Messed up MBR!

MarkCan

Distinguished
Dec 21, 2010
10
0
18,510
OK I have been a bad boy, I admit it!

Now I hope I can enlist your help to get me out of trouble and back up and running. :)

I'll make a long story short.

My system:
WinXP SP2
Four drives: c,d,e,f
At the moment the built-in USB ports don't function at all (busted).
I have just installed a PCI USB card with 4+1 USB ports, but can't boot with the 4 so far.
No floppy and my CD/DVD drive is a USB drive.
So basically I don't have any fall-backs to boot with.

In my haste, when I installed Syslinux on f:, I wiped out the MBR!

Now when my system boots, it boots to f: (PING) and I don't know how to fix the mbr so I can get back to WinXP on c:.

If anyone can get me out of this jam I would REALLY appreciate it!

 
What motherboard are you using? Some mobos, like mine, can be configured in the BIOS to boot off USB devices. I have booted from USB sticks and a USB floppy drive. So there may be an easy answer to your question.

For extra points, what BIOS and what version is on the mobo (watch the boot messages). Do you know how to interrupt the boot process into BIOS?

Once you can boot on the DVD, you can do an XP system repair.

=======================================

More fun solution:

Install a third-party boot manager. Any good one will allow you to boot to the partition boot record of any of your partitions, so that you can install, restore, and mix-and-match OS installations to your heart's content.

After you install one, you will be able to just add your Windows partition to its list of boots.

Backup your disk first, just in case.
=======================================
Edit: If C, D, E, and F are actually separate hard drives, not partitions on the same one, than your installation on F did not mess up your MBR on C. You can go into the BIOS and change the boot drive priority back to the C drive.
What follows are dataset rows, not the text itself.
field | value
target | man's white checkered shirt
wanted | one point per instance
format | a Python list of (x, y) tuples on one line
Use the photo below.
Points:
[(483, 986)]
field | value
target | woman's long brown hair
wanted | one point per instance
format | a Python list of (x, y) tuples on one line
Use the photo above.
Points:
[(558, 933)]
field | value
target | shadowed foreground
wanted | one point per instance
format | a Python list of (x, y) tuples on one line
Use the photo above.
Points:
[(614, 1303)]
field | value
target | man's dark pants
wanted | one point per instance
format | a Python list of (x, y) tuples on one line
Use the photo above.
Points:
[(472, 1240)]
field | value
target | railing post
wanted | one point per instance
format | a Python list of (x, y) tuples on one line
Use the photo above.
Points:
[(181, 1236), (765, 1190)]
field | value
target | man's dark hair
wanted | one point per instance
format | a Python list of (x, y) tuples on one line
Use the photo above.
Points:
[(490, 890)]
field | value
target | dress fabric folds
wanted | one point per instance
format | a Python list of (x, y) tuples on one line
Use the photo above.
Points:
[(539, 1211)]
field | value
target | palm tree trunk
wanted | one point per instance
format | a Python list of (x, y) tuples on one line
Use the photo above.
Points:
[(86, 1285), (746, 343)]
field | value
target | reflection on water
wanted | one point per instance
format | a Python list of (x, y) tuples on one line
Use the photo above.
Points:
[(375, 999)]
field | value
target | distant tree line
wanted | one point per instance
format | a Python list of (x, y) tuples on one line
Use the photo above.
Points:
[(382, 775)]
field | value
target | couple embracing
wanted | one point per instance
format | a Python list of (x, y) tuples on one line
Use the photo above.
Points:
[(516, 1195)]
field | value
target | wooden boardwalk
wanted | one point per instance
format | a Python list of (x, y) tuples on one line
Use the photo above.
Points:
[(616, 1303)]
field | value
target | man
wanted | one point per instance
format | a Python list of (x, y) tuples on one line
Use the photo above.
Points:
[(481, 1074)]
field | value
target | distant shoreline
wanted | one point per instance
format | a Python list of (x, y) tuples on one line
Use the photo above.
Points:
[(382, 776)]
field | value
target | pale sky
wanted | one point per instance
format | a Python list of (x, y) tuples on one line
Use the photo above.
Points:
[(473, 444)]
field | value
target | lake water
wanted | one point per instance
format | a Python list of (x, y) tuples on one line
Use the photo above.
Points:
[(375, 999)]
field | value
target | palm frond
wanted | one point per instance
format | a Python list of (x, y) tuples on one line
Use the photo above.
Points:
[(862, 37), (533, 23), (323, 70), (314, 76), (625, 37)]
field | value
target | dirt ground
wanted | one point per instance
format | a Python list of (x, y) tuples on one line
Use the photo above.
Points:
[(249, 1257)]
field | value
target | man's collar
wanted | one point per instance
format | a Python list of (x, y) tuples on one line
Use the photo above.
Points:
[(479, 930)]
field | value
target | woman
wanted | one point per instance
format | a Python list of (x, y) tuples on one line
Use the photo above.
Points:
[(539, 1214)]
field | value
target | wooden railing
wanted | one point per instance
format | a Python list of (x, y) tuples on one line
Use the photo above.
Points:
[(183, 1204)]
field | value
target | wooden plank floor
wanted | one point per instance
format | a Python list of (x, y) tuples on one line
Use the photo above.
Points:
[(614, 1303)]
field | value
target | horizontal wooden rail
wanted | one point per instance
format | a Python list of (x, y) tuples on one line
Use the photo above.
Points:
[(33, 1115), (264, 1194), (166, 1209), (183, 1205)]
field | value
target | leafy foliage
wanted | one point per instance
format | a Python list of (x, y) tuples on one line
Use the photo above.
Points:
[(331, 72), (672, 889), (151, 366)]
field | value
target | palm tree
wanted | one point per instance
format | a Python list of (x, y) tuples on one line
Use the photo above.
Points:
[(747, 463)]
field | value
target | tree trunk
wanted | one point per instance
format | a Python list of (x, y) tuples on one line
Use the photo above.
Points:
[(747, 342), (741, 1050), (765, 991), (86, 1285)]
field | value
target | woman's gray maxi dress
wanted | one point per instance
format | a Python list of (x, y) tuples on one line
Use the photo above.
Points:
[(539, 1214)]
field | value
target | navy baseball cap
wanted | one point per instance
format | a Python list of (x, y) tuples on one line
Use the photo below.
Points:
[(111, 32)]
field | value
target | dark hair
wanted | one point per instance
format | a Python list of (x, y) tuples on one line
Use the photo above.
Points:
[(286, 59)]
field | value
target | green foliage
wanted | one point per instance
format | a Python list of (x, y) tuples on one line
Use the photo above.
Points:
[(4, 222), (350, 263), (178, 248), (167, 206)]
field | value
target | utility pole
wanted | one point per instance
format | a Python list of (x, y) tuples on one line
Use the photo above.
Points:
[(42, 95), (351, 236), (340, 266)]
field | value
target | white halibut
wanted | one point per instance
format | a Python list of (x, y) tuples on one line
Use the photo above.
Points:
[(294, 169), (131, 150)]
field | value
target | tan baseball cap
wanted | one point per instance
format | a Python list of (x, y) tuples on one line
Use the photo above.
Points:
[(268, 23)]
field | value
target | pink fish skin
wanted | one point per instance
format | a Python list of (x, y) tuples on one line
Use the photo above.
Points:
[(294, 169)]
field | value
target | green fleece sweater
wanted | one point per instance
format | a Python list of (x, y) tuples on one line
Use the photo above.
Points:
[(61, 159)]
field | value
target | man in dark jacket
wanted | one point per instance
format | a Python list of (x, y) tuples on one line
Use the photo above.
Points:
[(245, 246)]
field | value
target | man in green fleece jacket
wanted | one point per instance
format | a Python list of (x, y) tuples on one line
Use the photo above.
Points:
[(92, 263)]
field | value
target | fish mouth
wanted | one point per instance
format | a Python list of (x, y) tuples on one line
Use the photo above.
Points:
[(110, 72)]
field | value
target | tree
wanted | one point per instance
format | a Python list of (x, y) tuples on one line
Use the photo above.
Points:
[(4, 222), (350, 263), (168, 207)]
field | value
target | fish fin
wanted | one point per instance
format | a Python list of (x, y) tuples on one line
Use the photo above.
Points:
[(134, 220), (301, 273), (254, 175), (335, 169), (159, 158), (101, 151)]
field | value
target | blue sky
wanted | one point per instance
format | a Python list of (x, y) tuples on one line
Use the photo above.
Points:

What might have happened here:

- The only drive on the system with an installed OS and active partition is C, which is the third drive.
- You install an os on F, which is actually the first drive, attached to SATA port 1. This installs an MBR on F:, and marks the partition active.
- The machine boots. The first drive it sees with an active partition is the F drive, so it boots off that.

This is why I put my boot drive on the first SATA port
 

MarkCan

Distinguished
Dec 21, 2010
10
0
18,510
What motherboard are you using? Some mobos, like mine, can be configured in the BIOS to boot off USB devices. I have booted from USB sticks and a USB floppy drive. So there may be an easy answer to your question.

For extra points, what BIOS and what version is on the mobo (watch the boot messages). Do you know how to interrupt the boot process into BIOS?

Once you can boot on the DVD, you can do an XP system repair.

Thanks for helping out!
I'm using an AOpen i855GMEm-LFS mb.
As I mentioned all of my mb USB ports are busted!
My USB PCI card won't allow me to boot off the ports, therefore no
booting to an external device.

Install a third-party boot manager. Any good one will allow you to boot to the partition boot record of any of your partitions, so that you can install, restore, and mix-and-match OS installations to your heart's content.

Can you recommend a good one? One that will allow an XP boot by default and runs quickly on bootup?

Edit: If C, D, E, and F are actually separate hard drives, not partitions on the same one, than your installation on F did not mess up your MBR on C. You can go into the BIOS and change the boot drive priority back to the C drive. What might have happened here...

I have only one hard drive. c,d,e,f are partitions on the same drive.

TIA
 
Accolite is right - if you can't boot off a floppy device connected to the PCI card, then you have a tougher problem. You need to either
a) Borrow an IDE (mobo controller) or SATA (Promise RAID chip) DVD drive to boot from, or
b) Install a boot manager while running Syslinux.

The latter case is probably better, since you could install it through your running OS, then configure it to boot both of your OSes. However, we've gotten beyond where I can help you. I don't know of any boot managers that can be installed through a running Linux OS. Not that there aren't any, but it's outside of my area of knowledge.

Any decent boot manager will run quickly and let you make XP the default. Maybe someone else will weigh in with one that you can install thru Linux.
Remember to do a full disk backup that can be restored to a runnable state before trying this, or you may end up with an expensive coaster.